昆虫亀

森功次(もりのりひで)の日記&業務報告です。

  スポーツ美学試論


E.バローは1912年の論文で「心理的距離psychical distance」という概念を用いて様々な藝術経験を説明しようとしています。
バローの論点は主に以下のようにまとめることができます。


・美的aestheticな体験はその対象から心理的距離をとることが必要。これは空間的距離とも時間的距離とも異なる、鑑賞者の意識によってもたらされる心理的距離である。
・距離が消失しない様にしながら、できるだけその距離を縮めることが望ましい。
・距離が縮まりすぎるとunder-distanceの状態となり、対象経験は生々しいもの、おぞましいものとなってしまい、美的体験が不可能となる。逆に距離をとりすぎるとover-distanceの状態になって、単なる白けたような経験にしかならない。

 この「心理的距離」という概念で藝術経験の様々な様相を語ることが適切かどうかはさておき、この「美的経験のためには何らかの形で対象から離れた状態になくてはならない」というテーゼについて考えてみると、少し面白いことが見えてきます。

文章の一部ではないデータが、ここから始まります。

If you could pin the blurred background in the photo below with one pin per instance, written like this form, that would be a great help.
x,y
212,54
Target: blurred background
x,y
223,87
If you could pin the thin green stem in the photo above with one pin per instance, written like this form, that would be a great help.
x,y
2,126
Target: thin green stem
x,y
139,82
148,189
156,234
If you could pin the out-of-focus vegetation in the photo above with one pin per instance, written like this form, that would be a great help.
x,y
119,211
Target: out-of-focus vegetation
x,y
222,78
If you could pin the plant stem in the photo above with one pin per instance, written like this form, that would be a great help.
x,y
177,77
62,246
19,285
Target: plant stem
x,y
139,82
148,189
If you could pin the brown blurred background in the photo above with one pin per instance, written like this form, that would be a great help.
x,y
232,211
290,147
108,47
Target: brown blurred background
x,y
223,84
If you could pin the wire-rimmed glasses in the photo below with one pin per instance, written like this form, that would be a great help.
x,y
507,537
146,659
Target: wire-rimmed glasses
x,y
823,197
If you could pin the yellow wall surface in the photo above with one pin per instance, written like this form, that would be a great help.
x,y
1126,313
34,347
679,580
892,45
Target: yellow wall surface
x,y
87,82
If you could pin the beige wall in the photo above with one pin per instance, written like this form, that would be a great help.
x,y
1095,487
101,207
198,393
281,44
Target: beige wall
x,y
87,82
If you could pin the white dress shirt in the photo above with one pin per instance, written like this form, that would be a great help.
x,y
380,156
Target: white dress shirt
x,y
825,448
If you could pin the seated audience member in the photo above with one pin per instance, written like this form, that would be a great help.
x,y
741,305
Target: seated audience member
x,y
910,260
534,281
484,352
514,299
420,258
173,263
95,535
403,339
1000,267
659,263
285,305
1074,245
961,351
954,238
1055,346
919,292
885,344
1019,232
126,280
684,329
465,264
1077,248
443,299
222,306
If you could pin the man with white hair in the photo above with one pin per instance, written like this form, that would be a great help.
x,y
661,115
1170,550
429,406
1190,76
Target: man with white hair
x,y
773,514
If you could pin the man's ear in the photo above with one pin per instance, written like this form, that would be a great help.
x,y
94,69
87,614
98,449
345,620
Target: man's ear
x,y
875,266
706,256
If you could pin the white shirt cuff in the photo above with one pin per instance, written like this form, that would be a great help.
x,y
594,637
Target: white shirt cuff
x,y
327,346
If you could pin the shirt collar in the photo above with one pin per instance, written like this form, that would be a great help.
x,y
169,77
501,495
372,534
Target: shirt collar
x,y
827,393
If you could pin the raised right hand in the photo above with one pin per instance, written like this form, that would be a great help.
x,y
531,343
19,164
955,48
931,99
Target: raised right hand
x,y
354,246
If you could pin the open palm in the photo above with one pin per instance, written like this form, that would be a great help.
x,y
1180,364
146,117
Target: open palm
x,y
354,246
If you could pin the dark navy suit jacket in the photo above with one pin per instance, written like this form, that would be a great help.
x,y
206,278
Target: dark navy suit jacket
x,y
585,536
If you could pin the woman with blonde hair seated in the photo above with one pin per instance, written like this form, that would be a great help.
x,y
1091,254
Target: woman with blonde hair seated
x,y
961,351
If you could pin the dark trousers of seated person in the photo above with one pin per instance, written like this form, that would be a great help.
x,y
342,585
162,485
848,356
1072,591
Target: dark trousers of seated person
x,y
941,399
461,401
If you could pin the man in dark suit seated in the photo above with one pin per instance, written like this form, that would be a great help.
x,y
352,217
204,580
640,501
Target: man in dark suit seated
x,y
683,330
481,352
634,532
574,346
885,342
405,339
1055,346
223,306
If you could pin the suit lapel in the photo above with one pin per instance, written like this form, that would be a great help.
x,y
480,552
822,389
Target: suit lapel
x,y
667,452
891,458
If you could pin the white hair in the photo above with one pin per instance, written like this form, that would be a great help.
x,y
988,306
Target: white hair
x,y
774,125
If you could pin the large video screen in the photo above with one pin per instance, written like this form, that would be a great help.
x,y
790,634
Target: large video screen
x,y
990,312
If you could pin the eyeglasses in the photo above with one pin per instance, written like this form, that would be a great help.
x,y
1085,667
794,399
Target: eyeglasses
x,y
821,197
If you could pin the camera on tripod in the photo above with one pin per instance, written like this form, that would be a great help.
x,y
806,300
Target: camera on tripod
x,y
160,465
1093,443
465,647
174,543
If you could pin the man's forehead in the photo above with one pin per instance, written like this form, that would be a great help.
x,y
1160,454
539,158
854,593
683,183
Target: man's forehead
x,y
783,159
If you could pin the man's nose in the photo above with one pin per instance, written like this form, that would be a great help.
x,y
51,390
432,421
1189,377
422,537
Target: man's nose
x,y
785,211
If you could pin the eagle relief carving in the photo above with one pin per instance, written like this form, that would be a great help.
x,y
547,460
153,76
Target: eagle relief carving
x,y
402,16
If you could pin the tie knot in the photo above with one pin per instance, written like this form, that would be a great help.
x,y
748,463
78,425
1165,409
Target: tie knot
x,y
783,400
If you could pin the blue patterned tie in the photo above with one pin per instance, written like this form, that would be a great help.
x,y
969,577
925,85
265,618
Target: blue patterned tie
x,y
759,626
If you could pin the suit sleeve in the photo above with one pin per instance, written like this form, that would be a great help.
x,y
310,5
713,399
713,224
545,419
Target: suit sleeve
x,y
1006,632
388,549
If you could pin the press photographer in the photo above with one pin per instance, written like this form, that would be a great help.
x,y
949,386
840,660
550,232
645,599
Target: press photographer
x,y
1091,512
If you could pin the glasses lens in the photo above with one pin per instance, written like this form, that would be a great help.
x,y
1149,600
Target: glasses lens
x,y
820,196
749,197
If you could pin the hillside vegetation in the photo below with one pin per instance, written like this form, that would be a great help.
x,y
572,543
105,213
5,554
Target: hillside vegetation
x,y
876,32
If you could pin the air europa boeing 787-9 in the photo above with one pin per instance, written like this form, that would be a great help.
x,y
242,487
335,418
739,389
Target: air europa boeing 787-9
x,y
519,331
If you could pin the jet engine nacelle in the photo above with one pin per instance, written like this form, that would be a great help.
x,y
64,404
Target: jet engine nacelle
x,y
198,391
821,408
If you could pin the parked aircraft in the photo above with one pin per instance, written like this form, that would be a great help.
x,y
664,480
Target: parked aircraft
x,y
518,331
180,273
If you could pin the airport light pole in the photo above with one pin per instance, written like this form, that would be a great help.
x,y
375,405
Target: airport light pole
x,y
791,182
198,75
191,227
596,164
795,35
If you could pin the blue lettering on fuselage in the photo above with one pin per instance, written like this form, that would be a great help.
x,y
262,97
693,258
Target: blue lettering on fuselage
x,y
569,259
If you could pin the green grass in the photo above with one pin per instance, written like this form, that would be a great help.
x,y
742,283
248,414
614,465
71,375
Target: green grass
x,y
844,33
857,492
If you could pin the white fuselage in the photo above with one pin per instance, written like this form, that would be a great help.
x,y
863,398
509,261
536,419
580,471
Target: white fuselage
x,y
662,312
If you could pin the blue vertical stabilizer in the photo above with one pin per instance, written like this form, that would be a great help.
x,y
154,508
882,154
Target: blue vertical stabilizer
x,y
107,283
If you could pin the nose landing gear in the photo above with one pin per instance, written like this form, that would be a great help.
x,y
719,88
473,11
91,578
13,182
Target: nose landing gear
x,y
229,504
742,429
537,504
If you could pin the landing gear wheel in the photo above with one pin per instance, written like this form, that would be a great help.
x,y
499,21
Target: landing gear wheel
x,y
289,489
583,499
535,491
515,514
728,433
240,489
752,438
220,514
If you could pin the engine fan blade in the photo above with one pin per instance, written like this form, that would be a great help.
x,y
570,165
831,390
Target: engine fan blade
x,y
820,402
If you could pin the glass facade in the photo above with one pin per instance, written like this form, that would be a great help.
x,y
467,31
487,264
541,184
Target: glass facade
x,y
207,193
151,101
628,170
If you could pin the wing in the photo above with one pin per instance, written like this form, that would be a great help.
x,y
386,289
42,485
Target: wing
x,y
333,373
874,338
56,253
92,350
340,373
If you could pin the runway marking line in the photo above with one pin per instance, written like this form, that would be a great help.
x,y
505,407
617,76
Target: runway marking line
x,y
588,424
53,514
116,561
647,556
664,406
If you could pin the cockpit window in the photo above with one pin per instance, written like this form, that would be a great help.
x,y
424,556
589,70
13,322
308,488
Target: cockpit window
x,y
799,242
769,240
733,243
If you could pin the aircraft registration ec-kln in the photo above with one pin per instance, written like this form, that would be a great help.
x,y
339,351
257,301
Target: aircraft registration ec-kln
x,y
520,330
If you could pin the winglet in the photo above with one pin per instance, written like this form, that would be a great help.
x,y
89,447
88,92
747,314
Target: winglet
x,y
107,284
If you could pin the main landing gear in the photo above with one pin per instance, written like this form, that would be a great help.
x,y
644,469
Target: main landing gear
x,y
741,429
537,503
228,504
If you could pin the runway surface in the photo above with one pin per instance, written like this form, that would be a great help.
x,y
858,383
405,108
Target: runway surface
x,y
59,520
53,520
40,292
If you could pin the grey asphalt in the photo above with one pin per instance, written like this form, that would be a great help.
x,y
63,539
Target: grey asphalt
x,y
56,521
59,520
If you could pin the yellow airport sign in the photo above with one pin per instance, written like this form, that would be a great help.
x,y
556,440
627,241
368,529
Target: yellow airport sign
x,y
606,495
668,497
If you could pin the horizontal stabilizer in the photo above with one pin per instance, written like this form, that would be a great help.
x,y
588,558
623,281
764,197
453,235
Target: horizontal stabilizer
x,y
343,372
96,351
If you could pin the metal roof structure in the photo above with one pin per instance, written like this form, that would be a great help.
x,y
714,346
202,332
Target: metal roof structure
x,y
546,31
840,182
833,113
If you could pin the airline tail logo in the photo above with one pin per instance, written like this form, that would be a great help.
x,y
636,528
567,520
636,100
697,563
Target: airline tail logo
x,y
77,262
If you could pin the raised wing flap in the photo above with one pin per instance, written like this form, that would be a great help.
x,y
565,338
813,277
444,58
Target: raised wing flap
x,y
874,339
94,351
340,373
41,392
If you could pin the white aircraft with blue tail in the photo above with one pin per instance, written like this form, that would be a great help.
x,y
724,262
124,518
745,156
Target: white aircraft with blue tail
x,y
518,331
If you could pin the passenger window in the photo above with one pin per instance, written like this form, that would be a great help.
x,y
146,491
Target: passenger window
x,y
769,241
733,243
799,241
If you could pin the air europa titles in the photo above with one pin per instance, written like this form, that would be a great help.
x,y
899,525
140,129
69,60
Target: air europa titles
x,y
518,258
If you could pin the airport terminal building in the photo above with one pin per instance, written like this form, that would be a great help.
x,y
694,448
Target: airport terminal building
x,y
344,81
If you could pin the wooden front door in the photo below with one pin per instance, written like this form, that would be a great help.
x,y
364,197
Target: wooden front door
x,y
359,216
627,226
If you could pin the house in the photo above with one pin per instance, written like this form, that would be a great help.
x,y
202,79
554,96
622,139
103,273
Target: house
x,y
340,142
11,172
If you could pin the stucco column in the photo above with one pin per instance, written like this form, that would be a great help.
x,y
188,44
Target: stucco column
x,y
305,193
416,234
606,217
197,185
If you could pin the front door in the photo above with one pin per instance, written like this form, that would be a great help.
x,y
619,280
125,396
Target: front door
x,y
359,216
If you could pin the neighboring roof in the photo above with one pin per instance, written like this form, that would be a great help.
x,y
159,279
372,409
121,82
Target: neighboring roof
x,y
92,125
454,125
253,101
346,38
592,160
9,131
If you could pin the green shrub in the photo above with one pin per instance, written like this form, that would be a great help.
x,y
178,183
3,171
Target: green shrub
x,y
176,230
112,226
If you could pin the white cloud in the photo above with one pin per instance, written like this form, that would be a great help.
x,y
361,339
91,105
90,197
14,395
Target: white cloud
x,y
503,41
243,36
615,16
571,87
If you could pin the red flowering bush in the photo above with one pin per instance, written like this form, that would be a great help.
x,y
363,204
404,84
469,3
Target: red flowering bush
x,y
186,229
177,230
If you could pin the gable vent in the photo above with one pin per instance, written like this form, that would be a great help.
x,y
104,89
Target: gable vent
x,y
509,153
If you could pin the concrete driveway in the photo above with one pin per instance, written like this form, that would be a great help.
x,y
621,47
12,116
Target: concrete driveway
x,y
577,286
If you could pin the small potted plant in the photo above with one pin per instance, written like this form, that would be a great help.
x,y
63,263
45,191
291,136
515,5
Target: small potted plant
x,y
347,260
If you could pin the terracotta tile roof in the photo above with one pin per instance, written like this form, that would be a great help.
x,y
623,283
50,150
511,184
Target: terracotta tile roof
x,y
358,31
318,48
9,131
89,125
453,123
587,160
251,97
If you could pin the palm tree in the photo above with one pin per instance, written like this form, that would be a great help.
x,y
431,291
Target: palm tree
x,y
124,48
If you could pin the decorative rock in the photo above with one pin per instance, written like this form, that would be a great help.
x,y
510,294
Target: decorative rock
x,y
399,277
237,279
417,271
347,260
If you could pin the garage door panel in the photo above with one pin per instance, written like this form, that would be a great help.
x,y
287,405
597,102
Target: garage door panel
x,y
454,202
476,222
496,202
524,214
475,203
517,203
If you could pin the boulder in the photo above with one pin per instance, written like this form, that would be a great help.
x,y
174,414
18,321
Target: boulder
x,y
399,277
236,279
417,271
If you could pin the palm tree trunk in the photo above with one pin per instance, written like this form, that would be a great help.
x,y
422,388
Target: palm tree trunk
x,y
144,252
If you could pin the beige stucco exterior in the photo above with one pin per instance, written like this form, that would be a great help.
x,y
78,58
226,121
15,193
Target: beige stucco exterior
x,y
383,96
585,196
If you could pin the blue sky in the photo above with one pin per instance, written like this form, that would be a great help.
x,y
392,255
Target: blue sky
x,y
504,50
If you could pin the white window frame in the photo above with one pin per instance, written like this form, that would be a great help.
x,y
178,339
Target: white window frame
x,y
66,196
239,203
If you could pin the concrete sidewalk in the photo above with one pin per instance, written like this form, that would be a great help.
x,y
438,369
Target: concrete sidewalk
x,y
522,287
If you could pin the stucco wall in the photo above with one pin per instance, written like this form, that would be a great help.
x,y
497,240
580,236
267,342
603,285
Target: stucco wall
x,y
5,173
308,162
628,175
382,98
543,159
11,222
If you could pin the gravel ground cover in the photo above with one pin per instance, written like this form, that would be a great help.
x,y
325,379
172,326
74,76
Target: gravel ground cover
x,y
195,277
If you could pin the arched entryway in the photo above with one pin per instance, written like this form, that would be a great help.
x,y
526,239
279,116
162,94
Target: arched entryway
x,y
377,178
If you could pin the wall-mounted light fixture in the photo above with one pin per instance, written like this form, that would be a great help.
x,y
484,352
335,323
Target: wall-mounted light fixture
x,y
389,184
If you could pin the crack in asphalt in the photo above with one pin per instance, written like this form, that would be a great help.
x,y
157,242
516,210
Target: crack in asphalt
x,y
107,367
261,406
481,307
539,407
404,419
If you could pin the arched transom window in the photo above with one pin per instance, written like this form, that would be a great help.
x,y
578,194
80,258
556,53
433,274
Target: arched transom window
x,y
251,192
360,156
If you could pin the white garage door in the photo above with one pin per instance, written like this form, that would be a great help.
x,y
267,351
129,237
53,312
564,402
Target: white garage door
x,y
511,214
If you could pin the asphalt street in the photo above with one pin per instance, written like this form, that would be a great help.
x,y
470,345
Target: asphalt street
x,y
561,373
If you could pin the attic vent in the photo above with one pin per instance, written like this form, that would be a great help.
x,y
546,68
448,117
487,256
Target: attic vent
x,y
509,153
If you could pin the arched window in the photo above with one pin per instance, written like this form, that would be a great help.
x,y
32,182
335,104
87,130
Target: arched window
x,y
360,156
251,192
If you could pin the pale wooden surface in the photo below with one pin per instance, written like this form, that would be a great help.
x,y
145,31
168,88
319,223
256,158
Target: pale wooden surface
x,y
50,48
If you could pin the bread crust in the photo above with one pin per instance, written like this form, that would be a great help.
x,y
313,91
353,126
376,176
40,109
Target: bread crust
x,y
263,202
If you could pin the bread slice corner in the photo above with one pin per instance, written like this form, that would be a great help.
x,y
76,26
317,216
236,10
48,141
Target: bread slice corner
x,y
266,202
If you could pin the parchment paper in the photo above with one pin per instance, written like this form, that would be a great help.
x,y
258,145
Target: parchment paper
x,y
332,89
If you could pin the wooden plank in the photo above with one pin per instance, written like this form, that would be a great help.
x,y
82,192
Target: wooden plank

 この「対象から離れる」という姿勢を藝術体験の一要素と見なす考え方はわりとよくある考えであって、オルテガの1925年の論考にも見られますし、1940年のサルトルの『想像力の問題』にも同様の考え方を見て取ることができます。
サルトルはdistanceではなくreculという単語を用いていますが。)
 現代でもこの考え方は生きているといえるでしょう。映画『エレファント』の監督ガス=ヴァン=サントはインタビューで「映画の中に観客に考えさせる時間を多くとった」と述べていますが、その「考えさせる時間」とは、鑑賞者に距離を取らそうという一種の仕掛けなのです。



今回、僕が漠然と考えたのは、スポーツ鑑賞における美についてこの距離の側面から考えてみると面白いのではないか、ということです。



 まず、スポーツにおける美とはどのような美なのか、という問いに対する答えとしてよく言われる「機能美」について考えてみましょう。
 我々は得点や速度などの目的を追求する姿勢、形態に一種の美を感じます。
 上に挙げた「心理的距離」の考えかたをここに持ち込んだとき、我々は何から距離をとっているのでしょうか。
 ひとついえる事はそのとき我々は選手の「人間性」から距離をとっているということでしょう。
 WBCの際のイチローの内野安打におけるダッシュは一種の美であったといえるでしょう。
 しかしそこに美を感じるとき、そこでは彼の韓国に対する思い、苛立ちといった要素は切り離されていないでしょうか?
 我々はそこではもはや選手個人の人間性を見るのではなくその「動き」「フォーム」「速さ」を見ているのです。
(これもこんな簡単に言えるかちょっと疑問ですけど、とりあえずそういうもんとして先に進みます。
 でも「すぽると」でのカビラの「う〜つ〜く〜しぃ〜!!」という叫びを聞くとあながち間違ってもないのかなという気もします。)



 しかしまた現代の我々のスポーツ観戦は対象、すなわち「人間性」への没入をも要求します。
 現代のスポーツ中継を見直せばわかると思いますが、そこではもはや得点や速度といった選手の動きと結果とは別の様々な要素によって、番組は(まるでドラマ仕立てのように)我々を楽しませ、感動させます。
 スポーツの「ショー化」です。
 甲子園では選手の生い立ち、苦労話が次々と語られますし、オリンピックでも試合にかける選手の思いなどを解説者はことさらに引用します。
 このような「人間性」への没入へと誘う仕掛け、つまり対象との「距離」を縮めさせようとする仕掛けは、試合に試合の外部状況からもたらされるストーリーを付け加えます。
 そこでは単に選手の「動き」「フォーム」「速さ」のみを鑑賞する態度は、もはや冷めた態度として退けられるでしょう。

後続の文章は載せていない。